I hesitated, then started to inch away from the scratched schoolroom table and hurtled into Jenny’s arms. I hugged her so tightly I’m sure I almost choked her, but when at last I released my grip, Jenny’s brown eyes were still smiling and her scent of violets remained on my cheek. My mother glared at me for my bad manners, but said nothing as she left the schoolroom. Now it was up to Jenny to do something about my comportment and scholastic education.

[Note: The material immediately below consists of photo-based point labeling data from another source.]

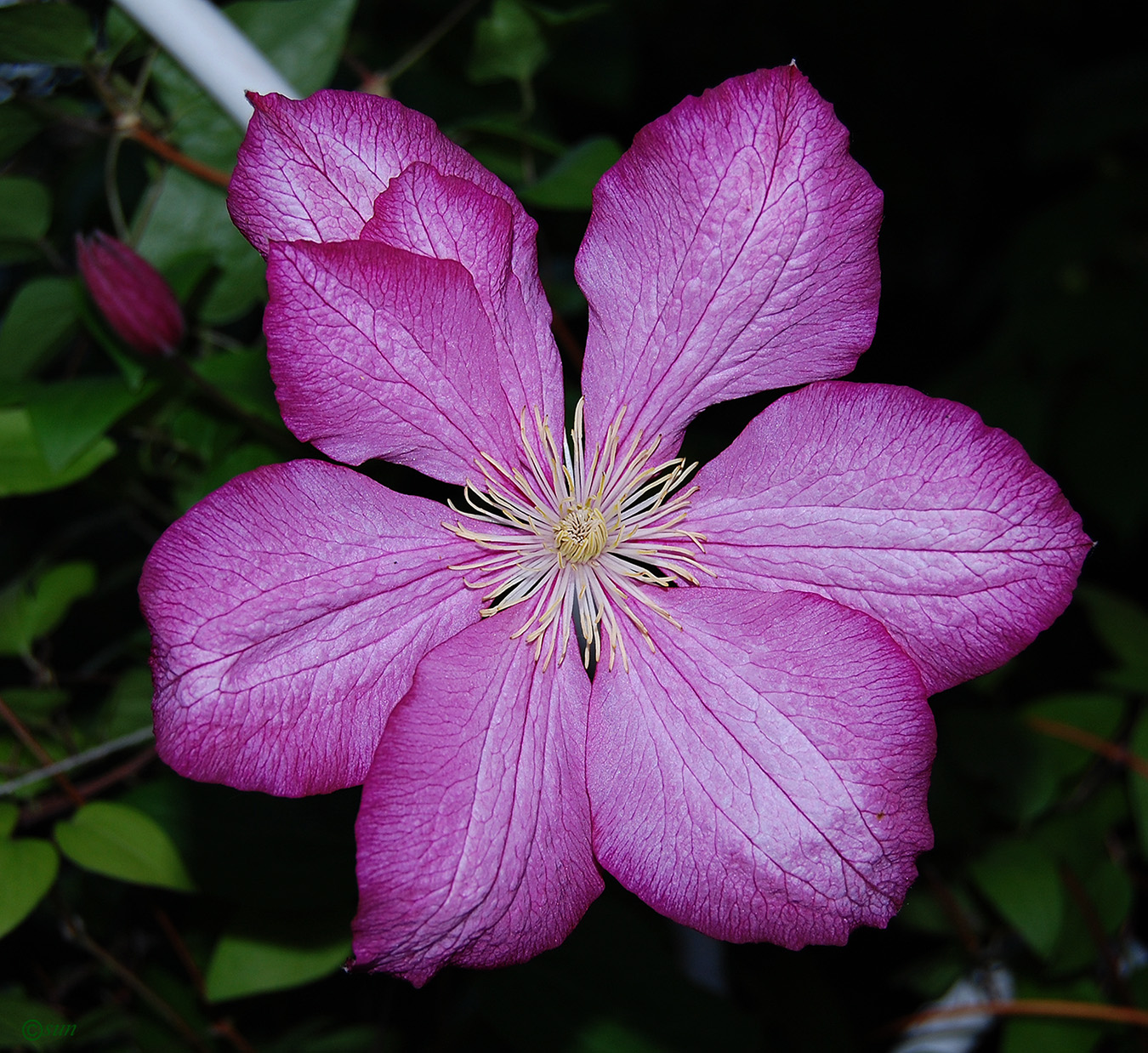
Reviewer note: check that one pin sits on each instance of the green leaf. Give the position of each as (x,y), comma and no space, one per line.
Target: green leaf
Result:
(26,209)
(1138,786)
(551,16)
(23,469)
(1049,1036)
(128,706)
(54,33)
(245,378)
(17,127)
(121,842)
(570,184)
(508,45)
(29,613)
(1020,879)
(250,455)
(245,964)
(28,868)
(40,318)
(16,1010)
(301,38)
(35,705)
(192,216)
(71,417)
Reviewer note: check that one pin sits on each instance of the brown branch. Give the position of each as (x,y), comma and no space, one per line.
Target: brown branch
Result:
(75,931)
(1093,743)
(134,130)
(1052,1007)
(42,754)
(49,806)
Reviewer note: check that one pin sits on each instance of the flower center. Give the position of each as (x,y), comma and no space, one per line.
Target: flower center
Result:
(581,541)
(581,535)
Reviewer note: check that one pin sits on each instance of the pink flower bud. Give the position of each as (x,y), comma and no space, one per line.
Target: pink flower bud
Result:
(134,295)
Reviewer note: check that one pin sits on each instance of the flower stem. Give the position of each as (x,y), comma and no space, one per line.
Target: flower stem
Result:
(29,740)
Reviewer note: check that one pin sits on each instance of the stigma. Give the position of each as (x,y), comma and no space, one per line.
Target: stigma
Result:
(583,541)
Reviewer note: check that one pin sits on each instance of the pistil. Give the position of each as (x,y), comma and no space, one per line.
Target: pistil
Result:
(580,540)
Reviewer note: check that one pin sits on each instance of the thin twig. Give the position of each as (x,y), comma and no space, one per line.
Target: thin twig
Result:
(76,760)
(75,931)
(181,951)
(1088,741)
(43,756)
(48,807)
(380,84)
(134,130)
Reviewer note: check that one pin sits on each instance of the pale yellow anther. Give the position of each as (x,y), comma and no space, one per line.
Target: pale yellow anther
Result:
(581,535)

From the first day, Jenny allowed me into her tiny bedroom, forbidden territory with my other governesses, and I could have watched for hours while she brushed her wavy brown hair. At night, Jenny went to bed without applying steel hair clips and a hairnet as my mother did, and woke the following morning with the same gleaming waves, which meant they were natural.

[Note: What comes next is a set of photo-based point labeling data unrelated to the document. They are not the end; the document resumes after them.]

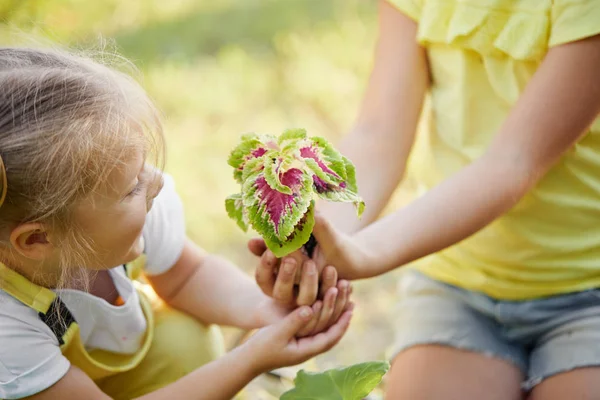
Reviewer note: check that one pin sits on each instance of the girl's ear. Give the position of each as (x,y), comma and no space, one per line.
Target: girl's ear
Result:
(31,241)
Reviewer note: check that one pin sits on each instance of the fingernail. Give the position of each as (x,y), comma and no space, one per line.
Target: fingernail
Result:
(289,266)
(304,313)
(270,258)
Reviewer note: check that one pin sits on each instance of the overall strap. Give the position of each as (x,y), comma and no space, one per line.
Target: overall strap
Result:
(51,310)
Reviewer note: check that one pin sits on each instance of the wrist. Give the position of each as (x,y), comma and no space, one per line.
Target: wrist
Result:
(253,363)
(366,262)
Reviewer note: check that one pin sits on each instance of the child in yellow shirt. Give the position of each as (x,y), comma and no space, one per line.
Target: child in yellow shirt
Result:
(504,300)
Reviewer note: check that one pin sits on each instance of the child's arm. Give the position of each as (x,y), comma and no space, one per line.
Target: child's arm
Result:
(270,348)
(383,135)
(557,107)
(215,291)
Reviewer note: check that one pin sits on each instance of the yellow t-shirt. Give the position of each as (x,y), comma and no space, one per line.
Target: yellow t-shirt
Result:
(482,53)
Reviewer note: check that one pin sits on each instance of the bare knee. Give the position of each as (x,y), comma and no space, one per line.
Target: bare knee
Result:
(580,384)
(434,372)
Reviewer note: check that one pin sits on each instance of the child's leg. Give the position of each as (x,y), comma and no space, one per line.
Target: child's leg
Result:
(581,384)
(449,347)
(565,360)
(180,345)
(434,372)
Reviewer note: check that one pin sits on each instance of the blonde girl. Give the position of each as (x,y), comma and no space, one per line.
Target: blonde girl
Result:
(84,220)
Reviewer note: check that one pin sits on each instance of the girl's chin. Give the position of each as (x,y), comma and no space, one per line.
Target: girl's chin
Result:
(136,250)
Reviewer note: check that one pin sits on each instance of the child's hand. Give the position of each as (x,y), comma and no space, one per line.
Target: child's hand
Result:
(334,248)
(277,346)
(327,311)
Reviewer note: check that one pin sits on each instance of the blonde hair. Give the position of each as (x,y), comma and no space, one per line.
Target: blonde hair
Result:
(66,122)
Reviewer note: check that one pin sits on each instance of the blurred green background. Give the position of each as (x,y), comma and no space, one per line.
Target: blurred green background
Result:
(221,68)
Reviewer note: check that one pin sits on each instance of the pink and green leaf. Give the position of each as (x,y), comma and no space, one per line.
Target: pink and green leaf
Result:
(279,178)
(235,209)
(273,213)
(252,146)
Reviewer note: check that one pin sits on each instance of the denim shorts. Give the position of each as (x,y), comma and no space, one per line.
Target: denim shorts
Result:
(542,337)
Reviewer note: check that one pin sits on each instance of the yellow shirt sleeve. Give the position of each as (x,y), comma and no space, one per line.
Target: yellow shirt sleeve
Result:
(411,8)
(574,20)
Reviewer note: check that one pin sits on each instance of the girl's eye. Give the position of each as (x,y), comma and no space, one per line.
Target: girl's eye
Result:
(136,190)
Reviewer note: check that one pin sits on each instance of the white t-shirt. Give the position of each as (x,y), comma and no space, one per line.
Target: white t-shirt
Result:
(30,356)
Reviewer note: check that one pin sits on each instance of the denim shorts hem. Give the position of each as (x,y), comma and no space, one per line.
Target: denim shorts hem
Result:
(464,347)
(533,381)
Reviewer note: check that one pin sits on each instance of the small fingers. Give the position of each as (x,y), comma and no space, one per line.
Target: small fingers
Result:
(309,327)
(313,345)
(342,300)
(309,284)
(328,280)
(265,273)
(283,291)
(327,311)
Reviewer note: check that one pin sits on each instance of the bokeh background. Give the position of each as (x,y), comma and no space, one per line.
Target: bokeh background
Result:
(221,68)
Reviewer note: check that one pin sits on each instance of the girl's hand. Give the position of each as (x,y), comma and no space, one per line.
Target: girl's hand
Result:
(335,301)
(277,346)
(278,279)
(335,248)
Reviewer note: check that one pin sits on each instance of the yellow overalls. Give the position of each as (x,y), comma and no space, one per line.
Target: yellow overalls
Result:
(174,345)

My mother was tall, fair-haired, and fair-skinned and much admired for her sophistication and the elegant way she held a cigaret. My father was plump and silver-haired and, because of his courteous manner, considered the perfect gentleman. I was an only child and didn’t resemble either parent in appearance or manner. My starved looks and thistly black pigtails were a trial to my mother and to me, although I pretended I didn’t care. But I knew how similar misfortunes came about. Sometimes mischievous fairies exchanged newborn babies in their cradles, and that was what had happened to me.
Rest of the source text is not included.